At the time he shot the video, the man was visiting a friend in a building opposite a "half-abandoned" area between Clark and St. Urbain streets, just north of René-Levesque Blvd., where people living on the street congregate, he said. He looked out the second-storey window to see the scene unfolding.

"There was... a hut the guy had made. It was two pallets with another one on top and a tarp. It was a little home-type thing," he said, which tends to be rebuilt on the same spot consistently.

At the time the police approached, the homeless man was sitting in it with a blanket hanging down like a door. He pulled aside the blanket to speak to the officers, and then one of the officers suddenly knocked off the pallet balanced on top.

"He pulled it away so the top plank fell on the guy's head that was in the enclosure," the man said.

"The guy's touching his head, looking at his hand to see if there's blood, so it must have hit him quite hard," he said. "That's when I started filming."

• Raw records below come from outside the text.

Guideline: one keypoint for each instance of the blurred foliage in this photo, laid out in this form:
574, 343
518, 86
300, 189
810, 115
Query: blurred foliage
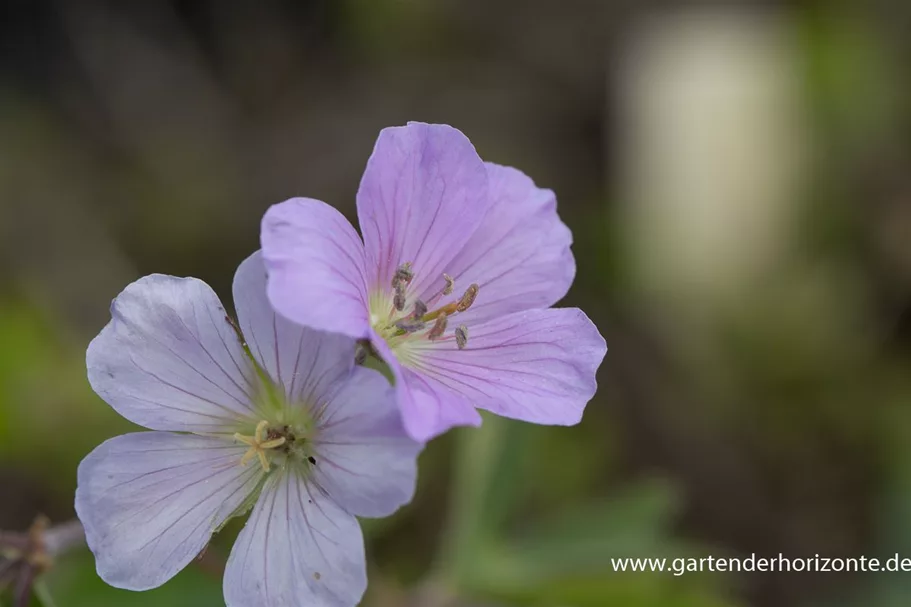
151, 140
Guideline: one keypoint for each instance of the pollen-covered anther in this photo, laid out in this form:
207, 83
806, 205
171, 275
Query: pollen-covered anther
461, 336
438, 328
420, 308
259, 443
399, 299
410, 325
403, 275
468, 298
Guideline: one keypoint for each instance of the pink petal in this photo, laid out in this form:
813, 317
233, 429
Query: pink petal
428, 407
538, 365
520, 256
422, 196
315, 262
305, 363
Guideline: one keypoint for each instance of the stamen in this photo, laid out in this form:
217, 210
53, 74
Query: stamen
403, 274
410, 325
360, 354
399, 300
258, 446
461, 336
420, 308
468, 298
439, 327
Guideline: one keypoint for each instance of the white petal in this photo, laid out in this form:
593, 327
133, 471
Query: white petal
298, 549
364, 458
150, 501
170, 360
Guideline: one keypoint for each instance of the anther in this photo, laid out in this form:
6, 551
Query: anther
410, 325
259, 446
399, 300
403, 275
461, 336
468, 298
420, 308
439, 327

The man, looking stunned, appears on the video to be arguing with the officer or complaining about what happened.

That's when "the other [officer] came over... it looked like he didn't know the guy just got hit with a plank," the bystander said.

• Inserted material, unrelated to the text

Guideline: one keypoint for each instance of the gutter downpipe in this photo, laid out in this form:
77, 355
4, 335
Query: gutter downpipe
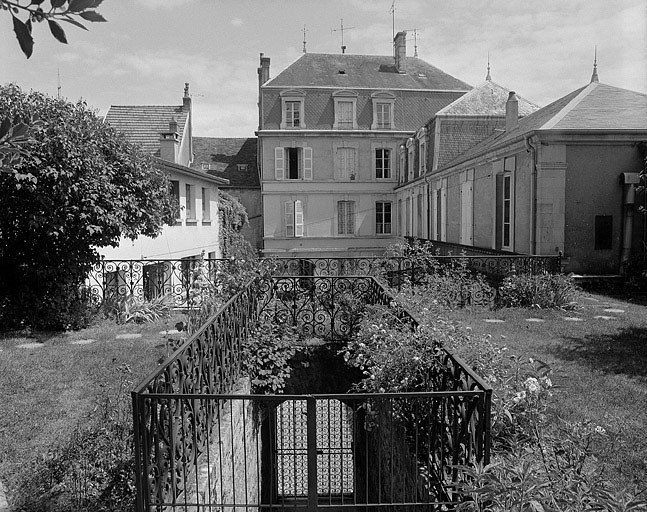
533, 193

"That's when he just decided to shove him."

Later, after the man staggered down the street, "the cop took out his billy bat and started chasing him," the man said -- also not captured on video.

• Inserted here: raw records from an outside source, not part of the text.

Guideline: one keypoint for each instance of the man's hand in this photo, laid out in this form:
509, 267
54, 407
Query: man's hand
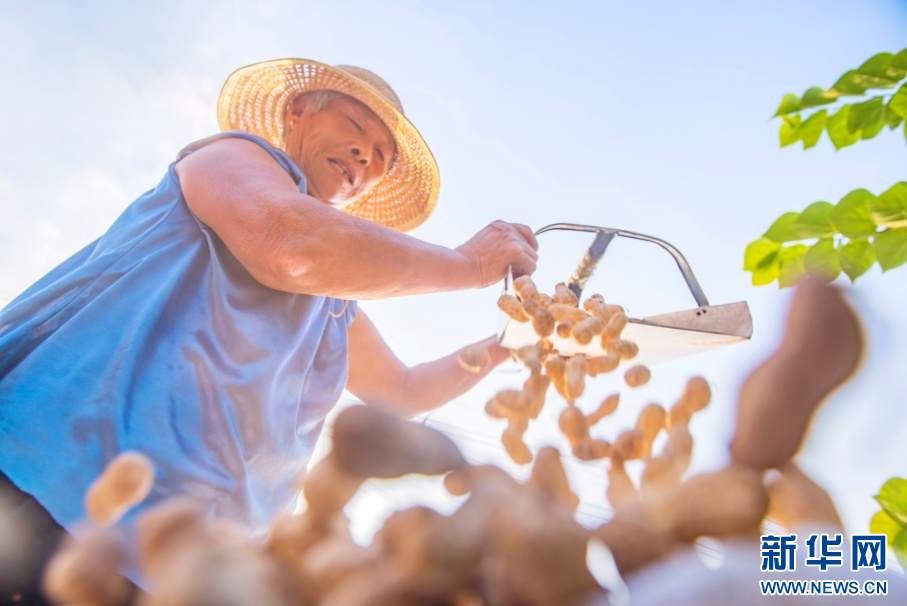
498, 246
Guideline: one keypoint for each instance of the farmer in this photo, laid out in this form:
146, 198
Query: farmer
215, 324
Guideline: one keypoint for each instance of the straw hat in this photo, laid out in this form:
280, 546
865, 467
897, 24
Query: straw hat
254, 99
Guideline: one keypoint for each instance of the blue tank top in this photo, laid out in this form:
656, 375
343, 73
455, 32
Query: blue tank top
154, 338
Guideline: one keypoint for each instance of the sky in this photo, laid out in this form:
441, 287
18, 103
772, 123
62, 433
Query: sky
652, 116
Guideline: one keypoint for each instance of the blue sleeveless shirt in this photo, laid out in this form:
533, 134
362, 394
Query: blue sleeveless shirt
155, 339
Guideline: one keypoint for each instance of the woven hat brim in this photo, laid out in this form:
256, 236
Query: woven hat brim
254, 99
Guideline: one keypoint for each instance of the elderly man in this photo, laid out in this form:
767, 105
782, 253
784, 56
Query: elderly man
215, 324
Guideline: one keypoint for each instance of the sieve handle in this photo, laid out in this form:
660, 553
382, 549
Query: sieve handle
596, 251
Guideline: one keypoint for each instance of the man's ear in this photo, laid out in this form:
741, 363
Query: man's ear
297, 107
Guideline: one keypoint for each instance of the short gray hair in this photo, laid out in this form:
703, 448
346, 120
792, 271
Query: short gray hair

'EXACT OPPOSITE' OF POLICE TRAINING ON THE HOMELESS

The Old Brewery Mission routinely does trainings for rookie officers and teaches them to do the "exact opposite" of this kind of thing, said Hughes -- and it does so with the support of SPVM management, he said.

"Most of the time they're left alone... they're left to their own devices," Hughes said.

Homelessness is growing in Montreal, and police also generally leave temporary structures alone, he said.

Young officers are taught to approach as a possible source of support, asking if the person needs help, and if they are in "distress" of any kind, to get an ambulance or otherwise connect them with health care, Hughes said.

"There's up to 1,000 people every night sleeping in the streets of Montreal. And the police service has gotten so much better over the years... that to see this incident of violence towards an individual who's sleeping rough, in the street, is really, really disappointing, and very sad," he said.

"To actually what appears to be aggressively dismantle where someone is staying, and then aggressively push them out of the way, as we saw, and the guy almost had his head hitting that concrete block, is it leaves me scratching my head, like what was going on?"

The man who shot the video said he feels the people currently using that corner of St. Urbain were encouraged to "move out" of their old haunt, a little further north in the Village, and more recently began to gather in Chinatown.

But aside from eyesores, he said he's rarely seen more serious problems there.

"Most addicts you talk to are nice people. They're just struggling with something," he said. "You see them do some crazy things, but as long as they're not attacking regular people, I don't understand why they bother people."